EurActiv Logo
Actualités & débats européens
- dans votre langue -
Click here for EU news »
EurActiv.com Réseau

TOUTES LES RUBRIQUES

Sommet spécial de l’UE sur l’économie et l’emploi [FR]

Publié 05 janvier 2010
Version imprimableSend by email

Lors de son premier jour en tant que président du Conseil européen, Herman Van Rompuy a convoqué un sommet spécial destiné à trouver une solution pour sortir de la crise actuelle et à commencer à dessiner l’agenda économique et social pour la prochaine décennie.

A l’initiative de M. Van Rompuy, les dirigeants européens vont se rencontrer à Bruxelles le 11 février pour s’attaquer à la crise économique et sociale.

Ceci est mon premier jour de travail officiel, a déclaré M. Van Rompuy dans un message vidéo lundi (4 janvier). Je prépare d’ores et déjà le prochain Conseil européen du 11 février, a-t-il dit, insistant : je prends l’initiative de convoquer ce Conseil.

Nous avons besoin de plus de croissance économique afin de financer notre modèle social sur une base saine et de préserver la manière de vivre à l’européenne, a-t-il expliqué.

Le chômage devrait s’envoler en 2010, Eurostat prédisant un pic d’environ 10,3 % pour l’UE des 27 d’ici la fin de l’année (EurActiv 16/12/09).

Les pays baltiques, l’Irlande et l’Espagne sont les Etats membres de l’UE qui ont été les plus touchés, avec un doublement des taux de chômage, parfois davantage, depuis que la crise économique a commencé. Le chômage des jeunes en particulier a atteint de nouveaux sommets historiques ces derniers mois, selon un rapport récent de l’UE (EurActiv 25/11/09).

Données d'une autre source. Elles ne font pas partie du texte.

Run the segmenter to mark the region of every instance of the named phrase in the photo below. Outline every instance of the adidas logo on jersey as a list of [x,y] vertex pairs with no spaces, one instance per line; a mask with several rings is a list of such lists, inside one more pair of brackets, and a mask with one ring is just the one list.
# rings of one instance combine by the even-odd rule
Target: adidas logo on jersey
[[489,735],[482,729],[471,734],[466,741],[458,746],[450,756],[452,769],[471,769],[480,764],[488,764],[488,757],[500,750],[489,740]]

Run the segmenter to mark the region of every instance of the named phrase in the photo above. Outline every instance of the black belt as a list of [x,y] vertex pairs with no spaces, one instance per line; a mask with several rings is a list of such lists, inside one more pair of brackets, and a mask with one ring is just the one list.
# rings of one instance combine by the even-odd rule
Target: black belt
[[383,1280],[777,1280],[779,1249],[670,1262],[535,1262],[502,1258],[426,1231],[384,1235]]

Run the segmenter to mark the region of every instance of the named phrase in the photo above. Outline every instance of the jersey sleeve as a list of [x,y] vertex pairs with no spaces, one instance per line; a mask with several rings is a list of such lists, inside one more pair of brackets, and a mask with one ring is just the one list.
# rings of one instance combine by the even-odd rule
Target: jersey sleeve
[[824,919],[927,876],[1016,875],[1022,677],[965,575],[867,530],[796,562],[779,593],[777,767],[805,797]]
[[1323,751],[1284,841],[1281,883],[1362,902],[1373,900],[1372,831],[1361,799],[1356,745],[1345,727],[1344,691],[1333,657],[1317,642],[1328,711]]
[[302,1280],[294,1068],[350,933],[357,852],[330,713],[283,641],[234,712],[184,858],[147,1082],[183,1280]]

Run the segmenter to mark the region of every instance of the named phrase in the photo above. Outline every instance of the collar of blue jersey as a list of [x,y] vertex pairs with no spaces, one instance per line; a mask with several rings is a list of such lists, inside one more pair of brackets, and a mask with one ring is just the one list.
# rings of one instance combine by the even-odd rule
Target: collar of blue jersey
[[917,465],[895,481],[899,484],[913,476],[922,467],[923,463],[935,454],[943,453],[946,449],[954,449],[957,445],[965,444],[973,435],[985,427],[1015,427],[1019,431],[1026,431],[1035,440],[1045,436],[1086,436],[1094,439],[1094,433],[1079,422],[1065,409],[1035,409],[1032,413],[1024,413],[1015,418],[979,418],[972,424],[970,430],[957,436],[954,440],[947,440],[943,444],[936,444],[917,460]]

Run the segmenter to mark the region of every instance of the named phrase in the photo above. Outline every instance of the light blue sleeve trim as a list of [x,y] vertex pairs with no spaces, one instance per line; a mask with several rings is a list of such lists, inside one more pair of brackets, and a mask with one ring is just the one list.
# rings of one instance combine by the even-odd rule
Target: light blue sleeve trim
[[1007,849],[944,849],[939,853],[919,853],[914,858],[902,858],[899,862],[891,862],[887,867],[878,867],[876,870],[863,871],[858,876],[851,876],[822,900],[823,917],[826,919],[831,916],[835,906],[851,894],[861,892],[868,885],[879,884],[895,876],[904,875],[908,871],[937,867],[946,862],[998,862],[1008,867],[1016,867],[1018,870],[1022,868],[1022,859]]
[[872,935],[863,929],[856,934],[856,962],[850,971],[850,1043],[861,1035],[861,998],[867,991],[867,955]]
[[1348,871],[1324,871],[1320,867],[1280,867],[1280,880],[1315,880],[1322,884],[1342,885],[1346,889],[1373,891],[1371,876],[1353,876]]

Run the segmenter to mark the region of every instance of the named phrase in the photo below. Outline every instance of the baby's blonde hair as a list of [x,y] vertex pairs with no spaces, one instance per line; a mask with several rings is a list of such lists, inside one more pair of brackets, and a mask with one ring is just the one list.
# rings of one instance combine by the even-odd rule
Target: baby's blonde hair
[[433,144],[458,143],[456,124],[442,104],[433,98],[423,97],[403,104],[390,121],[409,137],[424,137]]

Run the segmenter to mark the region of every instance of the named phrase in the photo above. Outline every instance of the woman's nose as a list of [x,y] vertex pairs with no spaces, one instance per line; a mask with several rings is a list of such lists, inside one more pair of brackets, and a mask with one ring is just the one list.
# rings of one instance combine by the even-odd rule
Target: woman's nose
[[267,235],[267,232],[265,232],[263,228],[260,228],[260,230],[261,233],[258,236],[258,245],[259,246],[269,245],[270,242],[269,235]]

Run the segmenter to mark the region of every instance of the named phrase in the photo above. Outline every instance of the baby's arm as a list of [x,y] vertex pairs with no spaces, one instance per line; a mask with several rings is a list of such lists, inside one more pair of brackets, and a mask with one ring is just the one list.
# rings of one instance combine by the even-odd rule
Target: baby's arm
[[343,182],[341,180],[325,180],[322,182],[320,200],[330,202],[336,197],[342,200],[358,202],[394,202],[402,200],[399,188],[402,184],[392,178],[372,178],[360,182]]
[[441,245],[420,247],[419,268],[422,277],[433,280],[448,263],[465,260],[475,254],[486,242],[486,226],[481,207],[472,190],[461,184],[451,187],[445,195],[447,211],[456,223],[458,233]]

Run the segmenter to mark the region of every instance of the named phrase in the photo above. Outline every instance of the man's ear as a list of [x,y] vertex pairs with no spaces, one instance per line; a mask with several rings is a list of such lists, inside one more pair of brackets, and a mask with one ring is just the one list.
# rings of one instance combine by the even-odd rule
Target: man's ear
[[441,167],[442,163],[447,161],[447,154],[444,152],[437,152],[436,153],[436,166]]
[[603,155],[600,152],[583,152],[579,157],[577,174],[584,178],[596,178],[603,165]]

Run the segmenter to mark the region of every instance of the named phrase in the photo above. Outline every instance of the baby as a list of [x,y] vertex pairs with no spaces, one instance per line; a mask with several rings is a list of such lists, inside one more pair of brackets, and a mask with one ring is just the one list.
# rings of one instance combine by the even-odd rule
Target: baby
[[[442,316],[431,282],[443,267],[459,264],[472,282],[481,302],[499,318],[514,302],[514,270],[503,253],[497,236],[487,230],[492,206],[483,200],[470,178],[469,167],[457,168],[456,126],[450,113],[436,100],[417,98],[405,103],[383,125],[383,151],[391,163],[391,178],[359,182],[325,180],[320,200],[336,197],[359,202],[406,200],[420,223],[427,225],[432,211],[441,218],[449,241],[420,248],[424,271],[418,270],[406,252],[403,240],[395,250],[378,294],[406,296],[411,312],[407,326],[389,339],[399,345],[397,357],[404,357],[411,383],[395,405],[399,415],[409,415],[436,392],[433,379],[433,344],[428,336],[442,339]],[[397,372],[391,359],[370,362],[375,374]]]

L’état des finances publiques de certains pays européens a également commencé à soulever des inquiétudes. Les déficits en Grèce devraient s’élever au-delà de 120 % du PIB en 2010, devançant ceux de l’Italie pour la première fois depuis des années. Cela a conduit l’agence de notation Fitch à baisser la note de la dette grecque, qui obtient un « B » pour la première fois depuis dix ans (EurActiv 10/12/09).

La stratégie de l’UE 2020

J’estime que les questions économiques – comment coordonner pour le mieux pour contrecarrer l’impact négatif de la crise sur l’emploi et les finances publiques, comment prévoir des stratégies pour la prochaine étape une fois la reprise garantie – seront au sommet de l’agenda des chefs d’Etat et de gouvernement dans les mois à venir, a déclaré M. Van Rompuy.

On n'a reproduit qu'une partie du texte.